We measured the postoperative pain by using questionnaires validated in several previous studies.15, 21, 22 Patients reported more pain in t-PRK treated eye at first week postoperatively. Tearing, photophobia, foreign body sensation, and visual fluctuation were also worse in t-PRK eye. This is in agreement with Kanitkar et al. who showed pain after ethanol-assisted mechanical PRK was lower than trans-epithelial technique. However, other studies like Fadlallah et al. found that mean subjective postoperative pain score at 48 h was less in the t-PRK group. In another study, Celik et al. found that patients treated by m-PRK eyes reported more pain based on the 11-point numerical rating scale and Visual Analog Scale (VAS).

Our result showed that epithelial defect size and epithelial healing time were more in the m-PRK group. However, patients in the t-PRK group reported more pain and discomfort based on questionnaires. Therefore, it might indicate that pain in the t-PRK group has another mechanism than mechanical stimulation of mechano-nociceptors due to lack of epithelium and the bare corneal nerve dendrites. We believe that more pain reported in the t-PRK group might be due to the polymodal nociceptors stimulation in this treatment. Only 20% of corneal nerves which are mechano-nociceptors become activated with mechanical stimulus during m-PRK. However, poly modal-nociceptors (70% of corneal nerve) are not only activated by mechanical energy but also respond to heat, and they begin to fire at temperatures over 39–40 °C.19, 26, 27 Epithelial debridement by laser in the t-PRK group could generate more heat and stimulate poly modal nociceptors that are much more than mechano-nociceptors in quantity. We also think that other pain mediators are released with t-PRK mechanism, and it takes more time to be washed out completely in comparison with m-PRK. The corneal wound healing response is a complex process involving cytokine-mediated interactions between the epithelial cells, keratocytes of the stroma and corneal nerves.26, 27, 28 Considering all these facts, trans-epithelial PRK might release more or different cytokines that could stimulate corneal nerve.

Visual acuity became better during six-month follow-up visits, and we did not find any significant difference between the two groups. Postoperative SE, UDVA, and CDVA between the two groups did not show any significant differences in 6-month follow-up similar to what was shown in Fadlallah et al. and Celik et al. studies.15, 21 However, in a study by Clinch et al., they showed that at all postoperative intervals, the mechanical group had better refractive results.

We also compared postoperative tear quantity and contrast acuity between t-PRK and m-PRK. Visual acuity measurements at contrasts of 10% and 100% at month 6 postoperatively, showed that postoperative contrast acuity results are lower in comparison with preoperative values; however, there was no significant difference between two groups before and after surgery. This is what was compared between these two epithelial debridement techniques for the first time.

Similar to other studies, our finding shows that dry eye increased or happened after PRK.29, 30 There was a significant decrease in Schirmer I results, postoperatively.

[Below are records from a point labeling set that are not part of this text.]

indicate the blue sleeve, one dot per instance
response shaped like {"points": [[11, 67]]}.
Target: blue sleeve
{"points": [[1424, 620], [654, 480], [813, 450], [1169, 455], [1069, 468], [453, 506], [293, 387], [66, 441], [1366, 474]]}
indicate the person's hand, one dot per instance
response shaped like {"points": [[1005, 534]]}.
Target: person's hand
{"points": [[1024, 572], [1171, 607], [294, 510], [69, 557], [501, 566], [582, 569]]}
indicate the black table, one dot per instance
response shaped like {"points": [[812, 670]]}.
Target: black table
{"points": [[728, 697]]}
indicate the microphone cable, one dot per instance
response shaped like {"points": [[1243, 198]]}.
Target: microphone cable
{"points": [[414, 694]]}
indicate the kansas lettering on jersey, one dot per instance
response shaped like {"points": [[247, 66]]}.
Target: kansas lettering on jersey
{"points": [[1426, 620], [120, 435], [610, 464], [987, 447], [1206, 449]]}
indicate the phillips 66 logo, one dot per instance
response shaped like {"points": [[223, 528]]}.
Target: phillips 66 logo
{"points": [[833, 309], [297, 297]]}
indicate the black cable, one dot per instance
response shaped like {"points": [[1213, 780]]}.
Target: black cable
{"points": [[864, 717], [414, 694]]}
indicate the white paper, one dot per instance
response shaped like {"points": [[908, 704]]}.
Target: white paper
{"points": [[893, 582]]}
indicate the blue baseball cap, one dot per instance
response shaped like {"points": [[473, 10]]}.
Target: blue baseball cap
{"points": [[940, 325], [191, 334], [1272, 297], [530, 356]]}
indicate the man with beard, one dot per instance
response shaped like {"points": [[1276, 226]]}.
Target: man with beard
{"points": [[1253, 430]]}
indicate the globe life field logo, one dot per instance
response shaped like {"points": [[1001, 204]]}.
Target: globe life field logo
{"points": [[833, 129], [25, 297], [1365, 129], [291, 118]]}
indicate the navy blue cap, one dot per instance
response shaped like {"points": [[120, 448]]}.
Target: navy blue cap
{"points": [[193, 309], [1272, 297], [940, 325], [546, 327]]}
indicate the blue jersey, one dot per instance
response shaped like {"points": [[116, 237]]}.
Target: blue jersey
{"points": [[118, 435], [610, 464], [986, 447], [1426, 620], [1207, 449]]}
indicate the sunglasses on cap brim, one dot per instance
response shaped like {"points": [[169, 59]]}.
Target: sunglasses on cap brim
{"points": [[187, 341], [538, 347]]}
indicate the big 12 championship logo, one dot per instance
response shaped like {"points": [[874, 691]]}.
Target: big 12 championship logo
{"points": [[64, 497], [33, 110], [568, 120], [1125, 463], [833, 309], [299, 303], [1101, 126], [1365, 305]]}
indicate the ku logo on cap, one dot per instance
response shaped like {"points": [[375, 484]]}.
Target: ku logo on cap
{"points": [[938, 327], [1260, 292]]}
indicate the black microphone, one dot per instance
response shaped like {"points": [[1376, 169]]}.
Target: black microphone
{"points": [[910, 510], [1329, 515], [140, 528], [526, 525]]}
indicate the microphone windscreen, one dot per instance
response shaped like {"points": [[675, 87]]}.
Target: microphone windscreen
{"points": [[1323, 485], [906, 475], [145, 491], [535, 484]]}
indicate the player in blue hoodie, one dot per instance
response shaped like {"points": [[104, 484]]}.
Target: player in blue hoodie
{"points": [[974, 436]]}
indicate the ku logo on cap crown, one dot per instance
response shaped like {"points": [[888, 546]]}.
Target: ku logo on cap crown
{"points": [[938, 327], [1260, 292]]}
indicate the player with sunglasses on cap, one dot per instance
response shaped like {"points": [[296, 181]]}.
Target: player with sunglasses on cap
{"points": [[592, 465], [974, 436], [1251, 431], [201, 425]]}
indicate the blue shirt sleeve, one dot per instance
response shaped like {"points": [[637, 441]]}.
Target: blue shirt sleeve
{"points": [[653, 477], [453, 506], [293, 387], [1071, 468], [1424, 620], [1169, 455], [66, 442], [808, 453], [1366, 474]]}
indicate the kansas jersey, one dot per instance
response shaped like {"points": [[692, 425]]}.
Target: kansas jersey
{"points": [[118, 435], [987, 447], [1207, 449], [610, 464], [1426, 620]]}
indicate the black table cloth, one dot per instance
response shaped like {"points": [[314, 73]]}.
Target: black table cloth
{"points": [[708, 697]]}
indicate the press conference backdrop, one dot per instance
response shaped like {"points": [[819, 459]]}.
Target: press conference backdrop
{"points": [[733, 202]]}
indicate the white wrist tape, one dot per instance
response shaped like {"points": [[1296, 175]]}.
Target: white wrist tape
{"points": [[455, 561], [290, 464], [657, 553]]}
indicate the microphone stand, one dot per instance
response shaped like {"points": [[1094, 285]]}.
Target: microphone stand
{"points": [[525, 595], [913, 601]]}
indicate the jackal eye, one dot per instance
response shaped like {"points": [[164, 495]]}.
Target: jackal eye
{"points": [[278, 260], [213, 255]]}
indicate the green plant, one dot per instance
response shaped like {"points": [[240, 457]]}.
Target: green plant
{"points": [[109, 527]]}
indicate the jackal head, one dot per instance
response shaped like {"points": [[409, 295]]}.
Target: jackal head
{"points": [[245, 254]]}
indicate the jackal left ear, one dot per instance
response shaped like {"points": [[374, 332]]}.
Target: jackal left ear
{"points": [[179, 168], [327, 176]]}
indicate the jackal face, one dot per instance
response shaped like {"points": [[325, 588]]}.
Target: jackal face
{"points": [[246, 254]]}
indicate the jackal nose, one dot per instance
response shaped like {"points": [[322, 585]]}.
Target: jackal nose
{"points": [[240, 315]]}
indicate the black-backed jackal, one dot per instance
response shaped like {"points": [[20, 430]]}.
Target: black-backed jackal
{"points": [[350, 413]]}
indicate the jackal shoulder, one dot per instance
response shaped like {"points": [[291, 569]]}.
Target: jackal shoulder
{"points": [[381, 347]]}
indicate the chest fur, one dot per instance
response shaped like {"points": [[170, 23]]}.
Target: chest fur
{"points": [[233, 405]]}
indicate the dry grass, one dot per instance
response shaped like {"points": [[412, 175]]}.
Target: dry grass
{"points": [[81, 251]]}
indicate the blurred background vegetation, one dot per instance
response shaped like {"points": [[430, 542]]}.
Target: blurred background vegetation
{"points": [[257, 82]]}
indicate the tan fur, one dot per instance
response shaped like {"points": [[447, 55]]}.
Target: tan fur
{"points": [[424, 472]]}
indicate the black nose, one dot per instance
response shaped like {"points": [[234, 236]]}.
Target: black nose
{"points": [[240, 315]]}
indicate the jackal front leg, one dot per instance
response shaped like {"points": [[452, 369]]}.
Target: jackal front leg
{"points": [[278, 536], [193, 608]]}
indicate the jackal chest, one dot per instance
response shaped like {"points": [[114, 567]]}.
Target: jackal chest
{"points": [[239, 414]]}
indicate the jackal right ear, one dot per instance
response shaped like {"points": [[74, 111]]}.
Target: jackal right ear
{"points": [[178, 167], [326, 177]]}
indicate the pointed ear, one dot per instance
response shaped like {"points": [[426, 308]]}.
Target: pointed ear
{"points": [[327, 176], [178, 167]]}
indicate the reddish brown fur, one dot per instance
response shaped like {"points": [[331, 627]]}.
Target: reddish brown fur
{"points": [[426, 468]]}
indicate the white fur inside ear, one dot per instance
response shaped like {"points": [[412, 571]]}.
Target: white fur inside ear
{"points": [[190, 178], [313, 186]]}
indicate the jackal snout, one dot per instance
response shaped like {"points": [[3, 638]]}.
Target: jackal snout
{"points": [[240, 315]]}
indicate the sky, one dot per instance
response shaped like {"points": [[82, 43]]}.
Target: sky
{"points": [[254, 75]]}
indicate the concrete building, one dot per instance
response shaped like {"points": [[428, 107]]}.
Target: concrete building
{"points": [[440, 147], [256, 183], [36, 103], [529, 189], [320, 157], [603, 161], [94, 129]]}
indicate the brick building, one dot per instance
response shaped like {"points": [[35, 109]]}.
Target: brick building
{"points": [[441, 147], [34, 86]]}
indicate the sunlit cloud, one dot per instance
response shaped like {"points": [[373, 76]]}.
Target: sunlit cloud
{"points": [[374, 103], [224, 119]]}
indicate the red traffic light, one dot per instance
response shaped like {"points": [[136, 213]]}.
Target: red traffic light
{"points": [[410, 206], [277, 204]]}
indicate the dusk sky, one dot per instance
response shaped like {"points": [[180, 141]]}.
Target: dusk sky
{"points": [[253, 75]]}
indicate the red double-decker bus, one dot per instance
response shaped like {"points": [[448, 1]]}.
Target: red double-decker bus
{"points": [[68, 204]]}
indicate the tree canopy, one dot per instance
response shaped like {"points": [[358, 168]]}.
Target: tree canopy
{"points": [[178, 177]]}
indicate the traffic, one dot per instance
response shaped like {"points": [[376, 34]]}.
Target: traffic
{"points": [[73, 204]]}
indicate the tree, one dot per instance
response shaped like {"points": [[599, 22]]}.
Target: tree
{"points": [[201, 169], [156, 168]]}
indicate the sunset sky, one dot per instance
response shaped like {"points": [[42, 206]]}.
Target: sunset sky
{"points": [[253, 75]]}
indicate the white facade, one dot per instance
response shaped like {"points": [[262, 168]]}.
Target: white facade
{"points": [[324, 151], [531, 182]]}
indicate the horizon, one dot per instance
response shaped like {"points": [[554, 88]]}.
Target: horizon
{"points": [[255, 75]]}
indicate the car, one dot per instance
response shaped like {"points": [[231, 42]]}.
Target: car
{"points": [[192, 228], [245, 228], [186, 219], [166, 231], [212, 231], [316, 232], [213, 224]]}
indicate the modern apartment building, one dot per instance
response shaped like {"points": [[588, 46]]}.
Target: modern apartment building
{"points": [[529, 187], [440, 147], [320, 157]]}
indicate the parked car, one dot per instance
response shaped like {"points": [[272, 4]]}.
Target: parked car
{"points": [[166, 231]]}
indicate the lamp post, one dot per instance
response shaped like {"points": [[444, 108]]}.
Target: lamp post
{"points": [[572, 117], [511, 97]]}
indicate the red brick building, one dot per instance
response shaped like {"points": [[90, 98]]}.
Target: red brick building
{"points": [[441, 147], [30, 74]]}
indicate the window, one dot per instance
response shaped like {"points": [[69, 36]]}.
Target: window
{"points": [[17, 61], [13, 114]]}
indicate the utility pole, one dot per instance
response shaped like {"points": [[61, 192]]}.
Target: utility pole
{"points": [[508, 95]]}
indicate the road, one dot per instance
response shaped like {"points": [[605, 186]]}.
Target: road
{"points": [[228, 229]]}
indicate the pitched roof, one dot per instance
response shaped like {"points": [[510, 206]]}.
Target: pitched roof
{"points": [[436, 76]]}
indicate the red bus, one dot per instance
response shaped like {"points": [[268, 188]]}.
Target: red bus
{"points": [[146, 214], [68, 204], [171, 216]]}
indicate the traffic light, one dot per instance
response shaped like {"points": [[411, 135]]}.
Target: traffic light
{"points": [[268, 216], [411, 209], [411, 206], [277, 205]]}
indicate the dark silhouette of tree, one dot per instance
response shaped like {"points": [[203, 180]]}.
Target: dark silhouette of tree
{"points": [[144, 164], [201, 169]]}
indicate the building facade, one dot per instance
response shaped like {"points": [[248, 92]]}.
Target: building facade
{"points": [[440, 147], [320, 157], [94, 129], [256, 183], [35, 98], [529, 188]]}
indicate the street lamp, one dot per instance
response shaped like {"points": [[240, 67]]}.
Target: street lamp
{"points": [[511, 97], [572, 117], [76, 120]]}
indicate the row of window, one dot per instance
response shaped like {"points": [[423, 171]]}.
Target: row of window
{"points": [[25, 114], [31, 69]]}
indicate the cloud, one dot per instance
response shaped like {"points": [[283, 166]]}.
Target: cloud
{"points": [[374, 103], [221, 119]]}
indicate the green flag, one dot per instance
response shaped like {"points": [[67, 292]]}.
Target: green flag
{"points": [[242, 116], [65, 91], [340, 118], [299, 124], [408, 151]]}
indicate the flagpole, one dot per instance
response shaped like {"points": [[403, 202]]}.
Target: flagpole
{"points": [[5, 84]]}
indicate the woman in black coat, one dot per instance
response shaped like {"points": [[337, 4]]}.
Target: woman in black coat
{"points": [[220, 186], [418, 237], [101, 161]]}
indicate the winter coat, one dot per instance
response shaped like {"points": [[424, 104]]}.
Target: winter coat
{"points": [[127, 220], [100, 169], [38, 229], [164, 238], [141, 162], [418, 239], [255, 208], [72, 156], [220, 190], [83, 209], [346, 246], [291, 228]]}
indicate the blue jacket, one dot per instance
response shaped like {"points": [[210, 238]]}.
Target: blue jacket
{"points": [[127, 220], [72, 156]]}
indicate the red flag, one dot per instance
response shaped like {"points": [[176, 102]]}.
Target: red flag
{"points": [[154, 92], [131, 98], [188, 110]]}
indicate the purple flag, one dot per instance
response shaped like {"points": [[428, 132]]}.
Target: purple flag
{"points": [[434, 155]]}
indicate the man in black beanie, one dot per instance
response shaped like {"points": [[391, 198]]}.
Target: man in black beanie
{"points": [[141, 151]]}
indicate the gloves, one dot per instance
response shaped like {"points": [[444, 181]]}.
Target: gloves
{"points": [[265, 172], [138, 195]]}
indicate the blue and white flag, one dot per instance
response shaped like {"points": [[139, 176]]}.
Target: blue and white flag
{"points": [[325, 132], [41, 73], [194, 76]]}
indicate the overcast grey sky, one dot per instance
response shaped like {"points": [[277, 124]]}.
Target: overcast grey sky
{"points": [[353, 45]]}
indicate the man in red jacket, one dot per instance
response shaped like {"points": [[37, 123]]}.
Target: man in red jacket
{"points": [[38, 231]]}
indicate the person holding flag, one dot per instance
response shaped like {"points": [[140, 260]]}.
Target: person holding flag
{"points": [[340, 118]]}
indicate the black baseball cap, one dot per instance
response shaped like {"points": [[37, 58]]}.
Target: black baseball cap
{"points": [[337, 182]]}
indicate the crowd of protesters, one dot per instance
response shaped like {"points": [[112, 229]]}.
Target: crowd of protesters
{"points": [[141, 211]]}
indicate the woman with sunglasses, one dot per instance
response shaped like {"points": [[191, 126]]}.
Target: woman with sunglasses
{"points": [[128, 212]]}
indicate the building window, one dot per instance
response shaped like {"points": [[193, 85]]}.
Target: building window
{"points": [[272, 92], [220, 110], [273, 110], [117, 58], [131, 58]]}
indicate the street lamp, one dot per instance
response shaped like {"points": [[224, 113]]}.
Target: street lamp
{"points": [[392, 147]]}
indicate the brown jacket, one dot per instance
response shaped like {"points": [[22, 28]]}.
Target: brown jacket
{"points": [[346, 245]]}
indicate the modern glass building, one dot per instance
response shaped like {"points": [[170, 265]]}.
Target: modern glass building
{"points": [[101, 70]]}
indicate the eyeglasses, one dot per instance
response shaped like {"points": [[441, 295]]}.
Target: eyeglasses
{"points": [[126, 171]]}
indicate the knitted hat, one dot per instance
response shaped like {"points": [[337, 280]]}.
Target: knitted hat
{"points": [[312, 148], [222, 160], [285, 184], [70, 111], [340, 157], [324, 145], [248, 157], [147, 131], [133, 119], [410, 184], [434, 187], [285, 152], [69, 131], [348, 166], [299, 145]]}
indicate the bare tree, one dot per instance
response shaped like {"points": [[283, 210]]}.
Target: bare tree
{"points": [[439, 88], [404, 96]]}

Although patients reported more dry eye symptoms in t-PRK eye, Schirmer I test showed no significant differences between the two eyes at any follow-up visit.

Both mechanical and trans-epithelial epithelial debridement are reliable and safe methods for correcting myopia using PRK. Our study has shown that mechanical method is more comfortable for patients in the first postoperative days; however, trans-epithelial method caused faster corneal epithelial healing.